Can another hospital join the pilot?
The current pilot is at Silchar Cancer Centre. Onboarding a new centre is straightforward — no integration with existing hospital systems is required for basic deployment. If you represent a hospital or cancer centre, please reach out through our contact form.
Does Aakhyān support only cancer patients?
Currently, yes. Aakhyān is designed and validated for oncology discharge summaries, where the complexity of multi-drug regimens — chemotherapy, immunotherapy, targeted therapy, and hormonal therapy — and the consequences of misunderstanding are highest. We have long-term plans to extend the platform to other specialities where discharge communication gaps affect patient outcomes.
Does Aakhyān only send messages at discharge?

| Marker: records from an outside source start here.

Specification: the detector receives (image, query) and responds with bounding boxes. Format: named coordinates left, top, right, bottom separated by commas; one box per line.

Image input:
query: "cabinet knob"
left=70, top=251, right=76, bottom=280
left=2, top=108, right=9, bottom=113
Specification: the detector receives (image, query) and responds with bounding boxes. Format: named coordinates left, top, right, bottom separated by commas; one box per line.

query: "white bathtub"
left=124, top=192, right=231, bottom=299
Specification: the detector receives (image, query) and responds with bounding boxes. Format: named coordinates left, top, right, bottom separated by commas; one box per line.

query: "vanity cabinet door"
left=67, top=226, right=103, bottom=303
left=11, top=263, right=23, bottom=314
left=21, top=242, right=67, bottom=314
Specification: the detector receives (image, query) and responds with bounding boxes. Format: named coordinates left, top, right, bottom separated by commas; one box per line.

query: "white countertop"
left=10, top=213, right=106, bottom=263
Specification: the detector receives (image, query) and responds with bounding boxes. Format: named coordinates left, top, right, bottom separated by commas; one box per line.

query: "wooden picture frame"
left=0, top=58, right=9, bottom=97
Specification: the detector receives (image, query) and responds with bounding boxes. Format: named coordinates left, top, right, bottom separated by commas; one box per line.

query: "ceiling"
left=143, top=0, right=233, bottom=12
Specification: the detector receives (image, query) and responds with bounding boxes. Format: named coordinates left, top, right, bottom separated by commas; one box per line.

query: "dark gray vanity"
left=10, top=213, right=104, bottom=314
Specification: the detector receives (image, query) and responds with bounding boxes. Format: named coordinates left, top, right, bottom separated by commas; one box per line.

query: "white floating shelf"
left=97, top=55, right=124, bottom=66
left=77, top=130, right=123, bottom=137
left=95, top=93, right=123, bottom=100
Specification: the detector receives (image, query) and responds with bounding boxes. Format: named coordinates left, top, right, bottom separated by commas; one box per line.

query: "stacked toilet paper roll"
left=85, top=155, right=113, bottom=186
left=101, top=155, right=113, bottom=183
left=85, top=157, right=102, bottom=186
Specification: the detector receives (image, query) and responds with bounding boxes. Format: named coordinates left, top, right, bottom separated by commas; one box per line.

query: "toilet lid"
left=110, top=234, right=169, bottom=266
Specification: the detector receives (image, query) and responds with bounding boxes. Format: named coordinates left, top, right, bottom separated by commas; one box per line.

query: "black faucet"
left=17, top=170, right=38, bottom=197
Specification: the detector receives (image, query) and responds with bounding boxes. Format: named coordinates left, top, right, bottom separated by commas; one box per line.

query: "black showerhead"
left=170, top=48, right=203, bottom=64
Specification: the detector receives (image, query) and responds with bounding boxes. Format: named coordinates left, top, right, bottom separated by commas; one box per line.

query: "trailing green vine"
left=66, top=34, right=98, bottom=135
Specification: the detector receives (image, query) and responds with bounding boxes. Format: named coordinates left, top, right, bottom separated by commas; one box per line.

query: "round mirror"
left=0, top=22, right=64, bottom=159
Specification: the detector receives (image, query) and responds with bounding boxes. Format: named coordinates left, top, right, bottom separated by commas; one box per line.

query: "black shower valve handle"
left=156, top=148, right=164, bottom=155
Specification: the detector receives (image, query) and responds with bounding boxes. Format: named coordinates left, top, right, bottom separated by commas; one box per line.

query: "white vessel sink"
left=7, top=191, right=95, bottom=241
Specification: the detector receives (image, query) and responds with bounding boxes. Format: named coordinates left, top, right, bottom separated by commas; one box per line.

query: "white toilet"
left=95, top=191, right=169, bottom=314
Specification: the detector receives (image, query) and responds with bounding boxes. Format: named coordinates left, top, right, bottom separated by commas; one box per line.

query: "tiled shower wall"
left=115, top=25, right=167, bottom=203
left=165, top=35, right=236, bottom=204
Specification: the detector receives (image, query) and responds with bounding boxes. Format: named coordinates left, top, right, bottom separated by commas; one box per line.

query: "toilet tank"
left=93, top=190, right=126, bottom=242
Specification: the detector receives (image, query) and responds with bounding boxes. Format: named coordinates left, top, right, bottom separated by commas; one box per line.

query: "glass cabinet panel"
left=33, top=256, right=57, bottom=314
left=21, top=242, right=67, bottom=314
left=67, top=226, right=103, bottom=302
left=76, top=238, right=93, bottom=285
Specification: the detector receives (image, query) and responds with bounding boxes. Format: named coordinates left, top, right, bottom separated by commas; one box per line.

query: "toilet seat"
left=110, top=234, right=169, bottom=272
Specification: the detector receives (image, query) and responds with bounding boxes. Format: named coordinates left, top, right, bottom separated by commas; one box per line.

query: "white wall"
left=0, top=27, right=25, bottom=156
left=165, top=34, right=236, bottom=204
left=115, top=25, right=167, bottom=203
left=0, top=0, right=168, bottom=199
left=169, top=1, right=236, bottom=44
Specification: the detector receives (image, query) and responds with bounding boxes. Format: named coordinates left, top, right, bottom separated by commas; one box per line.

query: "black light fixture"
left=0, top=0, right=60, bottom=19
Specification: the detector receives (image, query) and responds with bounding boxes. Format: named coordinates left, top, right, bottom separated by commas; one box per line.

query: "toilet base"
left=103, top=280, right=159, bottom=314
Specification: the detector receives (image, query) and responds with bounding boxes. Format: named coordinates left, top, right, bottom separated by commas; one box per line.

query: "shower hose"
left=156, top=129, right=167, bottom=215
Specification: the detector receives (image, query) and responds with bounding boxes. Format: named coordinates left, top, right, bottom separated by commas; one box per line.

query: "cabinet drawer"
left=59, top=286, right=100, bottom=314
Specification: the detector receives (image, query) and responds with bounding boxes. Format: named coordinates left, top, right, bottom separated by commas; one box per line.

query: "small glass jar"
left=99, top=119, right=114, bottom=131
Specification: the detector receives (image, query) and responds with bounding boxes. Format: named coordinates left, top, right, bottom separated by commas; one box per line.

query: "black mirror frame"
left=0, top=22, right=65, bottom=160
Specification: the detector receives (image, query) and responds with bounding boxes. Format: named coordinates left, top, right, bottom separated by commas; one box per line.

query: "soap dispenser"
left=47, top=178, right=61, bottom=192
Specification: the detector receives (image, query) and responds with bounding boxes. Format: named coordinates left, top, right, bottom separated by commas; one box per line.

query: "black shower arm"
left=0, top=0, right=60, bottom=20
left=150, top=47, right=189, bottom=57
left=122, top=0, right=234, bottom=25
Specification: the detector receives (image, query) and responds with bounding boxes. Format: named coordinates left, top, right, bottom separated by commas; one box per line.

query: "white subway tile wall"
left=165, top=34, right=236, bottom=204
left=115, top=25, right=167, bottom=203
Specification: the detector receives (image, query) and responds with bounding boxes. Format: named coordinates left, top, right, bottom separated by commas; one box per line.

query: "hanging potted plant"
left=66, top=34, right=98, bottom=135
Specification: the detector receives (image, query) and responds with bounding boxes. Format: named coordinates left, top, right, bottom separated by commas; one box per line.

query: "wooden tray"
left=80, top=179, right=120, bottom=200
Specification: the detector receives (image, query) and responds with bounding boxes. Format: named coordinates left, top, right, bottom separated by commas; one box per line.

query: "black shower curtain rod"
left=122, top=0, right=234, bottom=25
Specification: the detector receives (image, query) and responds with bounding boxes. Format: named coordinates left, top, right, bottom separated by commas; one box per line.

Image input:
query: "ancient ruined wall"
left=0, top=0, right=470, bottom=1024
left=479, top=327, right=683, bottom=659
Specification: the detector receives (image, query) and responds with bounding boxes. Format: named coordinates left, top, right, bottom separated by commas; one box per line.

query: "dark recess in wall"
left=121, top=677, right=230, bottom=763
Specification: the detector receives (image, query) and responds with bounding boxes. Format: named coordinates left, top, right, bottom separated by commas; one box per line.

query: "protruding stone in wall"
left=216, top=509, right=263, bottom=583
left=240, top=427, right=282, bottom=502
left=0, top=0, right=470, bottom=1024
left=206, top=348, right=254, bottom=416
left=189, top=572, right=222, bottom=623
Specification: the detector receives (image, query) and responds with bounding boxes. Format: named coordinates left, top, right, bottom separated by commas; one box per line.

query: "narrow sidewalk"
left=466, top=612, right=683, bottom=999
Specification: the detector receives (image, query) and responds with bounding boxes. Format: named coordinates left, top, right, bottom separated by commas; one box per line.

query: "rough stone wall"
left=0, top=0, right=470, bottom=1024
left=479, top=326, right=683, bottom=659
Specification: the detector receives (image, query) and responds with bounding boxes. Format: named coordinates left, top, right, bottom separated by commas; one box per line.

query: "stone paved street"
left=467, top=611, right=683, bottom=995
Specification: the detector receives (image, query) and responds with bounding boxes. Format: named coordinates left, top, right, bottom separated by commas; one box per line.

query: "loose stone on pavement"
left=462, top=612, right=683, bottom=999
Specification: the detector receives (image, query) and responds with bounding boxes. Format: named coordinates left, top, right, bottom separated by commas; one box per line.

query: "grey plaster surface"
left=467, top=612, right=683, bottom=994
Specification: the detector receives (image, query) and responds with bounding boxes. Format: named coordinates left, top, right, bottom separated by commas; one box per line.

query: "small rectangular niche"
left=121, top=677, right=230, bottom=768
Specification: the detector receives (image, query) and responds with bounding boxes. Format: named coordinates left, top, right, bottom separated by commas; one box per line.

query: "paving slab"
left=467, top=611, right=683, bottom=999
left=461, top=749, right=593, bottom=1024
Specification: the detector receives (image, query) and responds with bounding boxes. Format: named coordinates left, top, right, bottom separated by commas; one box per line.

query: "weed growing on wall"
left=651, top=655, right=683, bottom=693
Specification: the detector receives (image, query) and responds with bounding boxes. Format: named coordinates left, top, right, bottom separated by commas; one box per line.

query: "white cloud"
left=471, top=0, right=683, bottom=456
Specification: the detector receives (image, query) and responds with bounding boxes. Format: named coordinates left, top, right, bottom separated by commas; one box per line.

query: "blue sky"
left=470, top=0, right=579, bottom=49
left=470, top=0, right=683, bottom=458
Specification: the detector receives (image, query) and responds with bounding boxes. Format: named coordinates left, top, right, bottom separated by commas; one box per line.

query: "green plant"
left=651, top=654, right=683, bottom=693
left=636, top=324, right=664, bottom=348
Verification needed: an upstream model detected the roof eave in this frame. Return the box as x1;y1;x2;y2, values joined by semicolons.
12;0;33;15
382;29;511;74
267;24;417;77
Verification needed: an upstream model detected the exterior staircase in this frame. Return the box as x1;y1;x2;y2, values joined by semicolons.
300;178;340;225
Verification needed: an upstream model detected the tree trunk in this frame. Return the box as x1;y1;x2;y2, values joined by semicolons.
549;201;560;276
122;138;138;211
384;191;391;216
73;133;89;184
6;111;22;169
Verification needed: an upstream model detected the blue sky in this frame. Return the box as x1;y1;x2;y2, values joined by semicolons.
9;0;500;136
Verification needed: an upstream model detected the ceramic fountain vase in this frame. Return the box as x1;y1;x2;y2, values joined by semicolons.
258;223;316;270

No. Aakhyān continues through the post-discharge recovery window — 30 days in the current pilot protocol. Day 0 is six structured voice messages explaining the discharge summary. Days 1–3 bring risk-stratified medication adherence nudges. An on-demand keyword reply menu is available any time — the patient texts a number to hear their medicines, hospital contact, follow-up details, or diet advice. Two days before follow-up, verified reminders arrive with department, tests, and fasting instructions. A day-before availability check (currently in pilot phase) verifies doctor and equipment availability to prevent wasted journeys.
Does the patient need to install an app?
No. Everything works through WhatsApp, which the vast majority of Indian smartphone users already have. Voice messages, medication nudges, follow-up reminders, and the on-demand information menu all arrive as standard WhatsApp messages. The reply commands (1 for medicines, 2 for hospital, etc.) use simple text replies — no app, no login, no learning curve.
Clinical trial
Aakhyān is undergoing a pilot randomized controlled trial at Silchar Cancer Centre, Assam, India. 100 oncology patients (50 intervention, 50 standard care) will be evaluated on discharge instruction comprehension at 48-72 hours post-discharge using structured teach-back assessment across five domains: medication identity, dosing schedule, food interactions, warning signs, and follow-up plan.
The system costs INR 100-150 per patient (approximately USD 1.20-1.80) — comparable to the cost of one blood test. The project is principal-investigator initiated and self-funded.